We consistently find that customers can substantially reduce upfront investment in hardware and installation as well as ongoing monthly operating expenses.
Our analysis here is for a typical 16 extension system for a branch office.
In summary, in the first year cash outflow is reduced by approximately 65%, with the total savings over a five year period of 40%. This does not take into account the cost of capital.
- We have used real customer quotes for the cost of the onsite hardware and installation, software licences and training.
- For the phones, proprietary phones are required for most onsite systems. Our analysis uses mid-range phones in both cases. For the hosted solution, we have uased the Grandstream GXP2130
- In both cases, some network upgrade will probably be necessary.

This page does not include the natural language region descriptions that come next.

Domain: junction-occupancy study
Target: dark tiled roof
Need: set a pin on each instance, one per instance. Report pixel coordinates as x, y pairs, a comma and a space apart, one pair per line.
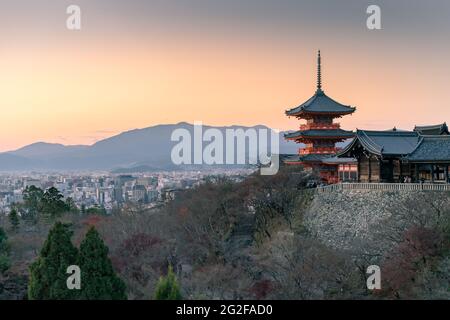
385, 143
336, 160
433, 129
431, 148
308, 158
320, 133
320, 103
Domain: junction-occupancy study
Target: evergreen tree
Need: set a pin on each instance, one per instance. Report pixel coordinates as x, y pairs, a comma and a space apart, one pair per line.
14, 219
53, 204
4, 252
71, 206
168, 287
32, 203
98, 279
48, 277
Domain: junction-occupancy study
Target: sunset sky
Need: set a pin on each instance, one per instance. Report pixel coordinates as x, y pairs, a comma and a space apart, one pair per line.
138, 63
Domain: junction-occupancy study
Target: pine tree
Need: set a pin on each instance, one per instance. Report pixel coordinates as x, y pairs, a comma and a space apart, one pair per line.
168, 287
48, 277
98, 279
4, 252
14, 219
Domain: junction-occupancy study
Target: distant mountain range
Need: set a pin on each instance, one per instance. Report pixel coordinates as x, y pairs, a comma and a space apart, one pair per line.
141, 149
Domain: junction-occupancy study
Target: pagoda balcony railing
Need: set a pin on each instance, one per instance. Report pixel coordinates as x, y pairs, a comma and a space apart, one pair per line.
318, 150
319, 126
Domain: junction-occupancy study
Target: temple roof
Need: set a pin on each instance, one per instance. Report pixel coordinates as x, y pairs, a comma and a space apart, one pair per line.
320, 103
320, 133
433, 129
308, 158
431, 148
384, 143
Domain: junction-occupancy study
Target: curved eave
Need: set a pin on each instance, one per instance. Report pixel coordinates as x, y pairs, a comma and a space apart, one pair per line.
292, 113
365, 142
319, 137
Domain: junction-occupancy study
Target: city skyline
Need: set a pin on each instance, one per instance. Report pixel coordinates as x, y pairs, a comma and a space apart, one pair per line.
222, 63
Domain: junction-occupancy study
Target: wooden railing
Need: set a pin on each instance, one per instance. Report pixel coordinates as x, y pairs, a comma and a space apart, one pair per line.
385, 187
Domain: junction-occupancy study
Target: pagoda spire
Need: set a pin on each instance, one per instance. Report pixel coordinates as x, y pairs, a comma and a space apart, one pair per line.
319, 73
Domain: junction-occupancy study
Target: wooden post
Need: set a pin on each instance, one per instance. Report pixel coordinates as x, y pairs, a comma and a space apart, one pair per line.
359, 170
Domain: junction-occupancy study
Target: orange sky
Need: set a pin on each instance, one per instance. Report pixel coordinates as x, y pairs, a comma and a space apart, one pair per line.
79, 87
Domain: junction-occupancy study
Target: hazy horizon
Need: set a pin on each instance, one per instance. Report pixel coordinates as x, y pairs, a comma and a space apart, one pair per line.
138, 63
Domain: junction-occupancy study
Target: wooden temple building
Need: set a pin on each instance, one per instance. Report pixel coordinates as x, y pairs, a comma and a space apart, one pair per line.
320, 133
421, 155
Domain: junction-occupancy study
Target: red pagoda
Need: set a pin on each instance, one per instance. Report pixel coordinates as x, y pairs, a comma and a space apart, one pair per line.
320, 134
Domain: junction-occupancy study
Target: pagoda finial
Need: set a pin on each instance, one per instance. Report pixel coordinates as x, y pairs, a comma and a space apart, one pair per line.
319, 73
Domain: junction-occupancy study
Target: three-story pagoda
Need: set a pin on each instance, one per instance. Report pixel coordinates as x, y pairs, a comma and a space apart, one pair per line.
320, 133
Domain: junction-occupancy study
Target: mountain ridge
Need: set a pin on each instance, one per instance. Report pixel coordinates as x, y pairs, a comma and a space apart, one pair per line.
149, 146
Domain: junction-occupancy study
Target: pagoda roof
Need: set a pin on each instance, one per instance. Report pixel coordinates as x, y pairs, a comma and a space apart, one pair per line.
308, 158
320, 133
432, 129
384, 143
320, 103
431, 149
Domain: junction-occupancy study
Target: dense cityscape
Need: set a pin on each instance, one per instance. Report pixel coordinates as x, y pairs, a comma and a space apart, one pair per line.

We have included the cost of a 24 port POE switch and a router in both scenarios. Some rewiring of the network drops to desks may be necessary, but would be similar in both cases.

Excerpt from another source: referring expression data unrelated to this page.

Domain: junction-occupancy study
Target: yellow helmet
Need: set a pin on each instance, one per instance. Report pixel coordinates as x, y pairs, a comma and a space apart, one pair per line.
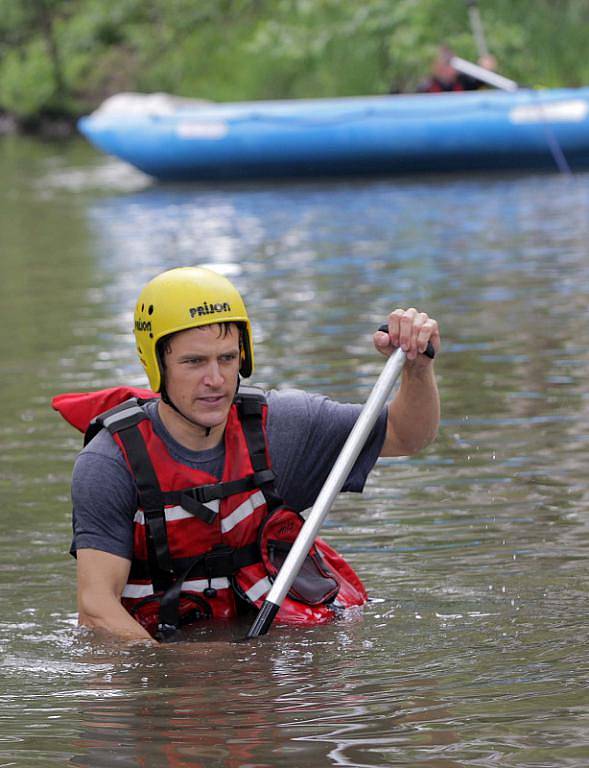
182, 298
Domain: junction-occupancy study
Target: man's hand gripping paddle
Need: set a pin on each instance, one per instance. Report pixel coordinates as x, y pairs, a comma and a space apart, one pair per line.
332, 486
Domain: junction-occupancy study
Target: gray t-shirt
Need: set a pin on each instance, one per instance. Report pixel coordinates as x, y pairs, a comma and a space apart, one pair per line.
305, 436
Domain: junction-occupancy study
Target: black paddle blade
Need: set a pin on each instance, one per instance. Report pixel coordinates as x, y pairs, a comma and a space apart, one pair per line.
263, 620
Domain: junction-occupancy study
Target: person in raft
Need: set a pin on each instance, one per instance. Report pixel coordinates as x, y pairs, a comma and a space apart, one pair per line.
187, 497
444, 77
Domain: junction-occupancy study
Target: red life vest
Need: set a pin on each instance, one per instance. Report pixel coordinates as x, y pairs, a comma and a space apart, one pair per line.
204, 547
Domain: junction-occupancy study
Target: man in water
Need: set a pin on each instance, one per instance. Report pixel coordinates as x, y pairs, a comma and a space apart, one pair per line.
184, 505
444, 77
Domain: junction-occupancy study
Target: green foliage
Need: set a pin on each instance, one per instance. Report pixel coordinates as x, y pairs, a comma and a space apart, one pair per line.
65, 56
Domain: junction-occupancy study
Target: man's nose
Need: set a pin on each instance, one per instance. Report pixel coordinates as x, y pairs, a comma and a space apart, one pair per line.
213, 375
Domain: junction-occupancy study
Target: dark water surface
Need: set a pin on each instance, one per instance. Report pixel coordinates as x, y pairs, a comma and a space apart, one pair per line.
474, 652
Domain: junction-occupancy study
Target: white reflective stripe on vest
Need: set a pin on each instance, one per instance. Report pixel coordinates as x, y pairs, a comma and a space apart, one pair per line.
244, 510
259, 589
176, 513
132, 410
136, 591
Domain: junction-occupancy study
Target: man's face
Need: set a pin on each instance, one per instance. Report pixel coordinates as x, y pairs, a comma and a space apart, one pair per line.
201, 369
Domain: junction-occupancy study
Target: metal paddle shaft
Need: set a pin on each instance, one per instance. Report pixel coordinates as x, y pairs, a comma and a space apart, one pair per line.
485, 75
477, 27
332, 486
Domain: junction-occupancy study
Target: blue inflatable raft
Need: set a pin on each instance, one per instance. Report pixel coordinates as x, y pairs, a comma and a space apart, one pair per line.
180, 139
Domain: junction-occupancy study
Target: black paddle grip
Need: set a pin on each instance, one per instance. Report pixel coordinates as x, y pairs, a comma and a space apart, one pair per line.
429, 350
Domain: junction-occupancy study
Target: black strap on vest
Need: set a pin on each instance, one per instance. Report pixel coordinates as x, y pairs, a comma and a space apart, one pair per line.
249, 403
123, 420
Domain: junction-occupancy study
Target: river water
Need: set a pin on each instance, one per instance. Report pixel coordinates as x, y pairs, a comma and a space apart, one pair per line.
473, 651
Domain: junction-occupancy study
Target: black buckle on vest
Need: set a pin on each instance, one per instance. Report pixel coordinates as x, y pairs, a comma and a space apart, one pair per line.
191, 500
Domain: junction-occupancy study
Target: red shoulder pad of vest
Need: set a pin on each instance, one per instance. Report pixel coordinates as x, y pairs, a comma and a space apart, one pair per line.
79, 408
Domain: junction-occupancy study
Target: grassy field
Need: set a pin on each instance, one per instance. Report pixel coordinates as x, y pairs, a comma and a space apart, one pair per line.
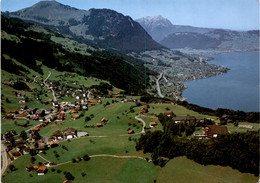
176, 109
99, 169
7, 125
183, 170
118, 118
238, 129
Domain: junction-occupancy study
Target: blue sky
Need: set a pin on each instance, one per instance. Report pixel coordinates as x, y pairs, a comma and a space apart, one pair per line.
229, 14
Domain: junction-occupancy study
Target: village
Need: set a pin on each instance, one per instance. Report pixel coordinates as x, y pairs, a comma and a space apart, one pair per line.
81, 100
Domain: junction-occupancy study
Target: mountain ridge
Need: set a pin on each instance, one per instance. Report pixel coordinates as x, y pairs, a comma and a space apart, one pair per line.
102, 27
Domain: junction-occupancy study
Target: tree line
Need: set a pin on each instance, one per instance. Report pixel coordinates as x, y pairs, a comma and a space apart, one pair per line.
237, 150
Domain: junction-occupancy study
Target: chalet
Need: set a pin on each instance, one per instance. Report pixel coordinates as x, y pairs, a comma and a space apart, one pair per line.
70, 133
61, 116
23, 107
53, 144
67, 181
21, 116
104, 120
57, 135
42, 170
99, 124
54, 117
29, 168
48, 110
215, 130
35, 167
188, 119
131, 132
9, 116
153, 124
40, 113
73, 111
31, 110
16, 154
75, 117
45, 102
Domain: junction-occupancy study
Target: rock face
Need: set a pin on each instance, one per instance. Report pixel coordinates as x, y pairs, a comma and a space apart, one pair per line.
159, 27
102, 27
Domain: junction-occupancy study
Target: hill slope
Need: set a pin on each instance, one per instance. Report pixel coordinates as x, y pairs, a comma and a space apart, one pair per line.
33, 47
101, 27
159, 27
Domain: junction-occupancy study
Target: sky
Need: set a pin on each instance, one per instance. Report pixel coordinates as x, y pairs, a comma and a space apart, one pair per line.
227, 14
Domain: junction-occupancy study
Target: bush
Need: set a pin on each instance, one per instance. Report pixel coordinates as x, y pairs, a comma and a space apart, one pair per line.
83, 174
86, 157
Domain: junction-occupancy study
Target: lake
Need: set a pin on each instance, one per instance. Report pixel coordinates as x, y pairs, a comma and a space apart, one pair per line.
238, 89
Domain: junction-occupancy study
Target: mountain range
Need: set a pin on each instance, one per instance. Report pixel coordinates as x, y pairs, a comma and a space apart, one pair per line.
100, 27
159, 27
188, 37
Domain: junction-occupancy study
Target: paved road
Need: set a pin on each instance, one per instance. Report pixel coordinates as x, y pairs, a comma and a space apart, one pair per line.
158, 85
5, 161
53, 93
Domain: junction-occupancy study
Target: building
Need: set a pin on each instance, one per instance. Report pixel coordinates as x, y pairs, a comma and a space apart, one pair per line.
99, 124
189, 119
153, 124
214, 130
131, 132
70, 133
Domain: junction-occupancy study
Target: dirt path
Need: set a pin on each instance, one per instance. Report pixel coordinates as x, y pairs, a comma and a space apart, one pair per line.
5, 161
53, 93
158, 85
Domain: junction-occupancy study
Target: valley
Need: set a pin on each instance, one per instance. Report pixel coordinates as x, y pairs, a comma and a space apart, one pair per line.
90, 96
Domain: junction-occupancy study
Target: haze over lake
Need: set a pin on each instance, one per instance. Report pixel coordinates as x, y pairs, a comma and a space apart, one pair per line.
238, 89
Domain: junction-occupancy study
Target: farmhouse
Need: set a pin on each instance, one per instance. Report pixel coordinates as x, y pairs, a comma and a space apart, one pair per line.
104, 120
215, 130
57, 135
42, 170
99, 124
70, 133
153, 124
188, 119
131, 132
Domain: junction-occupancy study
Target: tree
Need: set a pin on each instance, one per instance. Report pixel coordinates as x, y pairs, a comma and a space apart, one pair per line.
23, 135
86, 157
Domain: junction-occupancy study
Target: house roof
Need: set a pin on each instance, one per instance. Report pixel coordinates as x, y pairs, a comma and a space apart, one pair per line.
153, 123
35, 167
130, 131
42, 168
103, 119
76, 116
217, 129
57, 133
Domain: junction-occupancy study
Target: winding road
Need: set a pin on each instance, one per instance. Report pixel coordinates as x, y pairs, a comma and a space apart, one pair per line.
53, 93
5, 161
158, 85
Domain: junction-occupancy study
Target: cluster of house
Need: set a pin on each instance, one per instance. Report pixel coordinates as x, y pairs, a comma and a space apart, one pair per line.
210, 131
41, 170
68, 133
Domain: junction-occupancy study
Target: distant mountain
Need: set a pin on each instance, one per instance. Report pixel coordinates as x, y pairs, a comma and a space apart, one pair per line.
219, 40
102, 27
159, 27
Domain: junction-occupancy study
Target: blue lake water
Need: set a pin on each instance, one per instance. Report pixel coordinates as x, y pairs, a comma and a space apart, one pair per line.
238, 89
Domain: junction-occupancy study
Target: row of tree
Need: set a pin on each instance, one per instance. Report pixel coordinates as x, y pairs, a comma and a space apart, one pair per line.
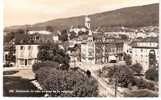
53, 73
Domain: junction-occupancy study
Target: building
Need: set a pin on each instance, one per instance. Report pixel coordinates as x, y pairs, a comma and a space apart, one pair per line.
26, 55
27, 47
141, 52
97, 48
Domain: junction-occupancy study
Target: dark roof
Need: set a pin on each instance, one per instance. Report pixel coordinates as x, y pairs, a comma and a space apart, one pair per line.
29, 38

- For the monthly operating costs. we have assumed that only 6 traditional Bell lines would be necessary to support 16 extensions with an on-site PBX. In many cases, this is on the low side. For the hosted PBX solution, there is no limit to the number of simultaneous calls.
- Monthly maintenance is based on 12% of initial hardware and licences. Often we see that this is up to 15% per year. for the hosted solution, full support including any programming changes is included in the monthly charge.
The initial investment required for a hosted solution is only 16% of the on-site installation preserving capital. Monthly expenses are 17% lower on an ongoing basis
Taking a five year view, savings in the first year would be 65%, and over a five year period would be 40%.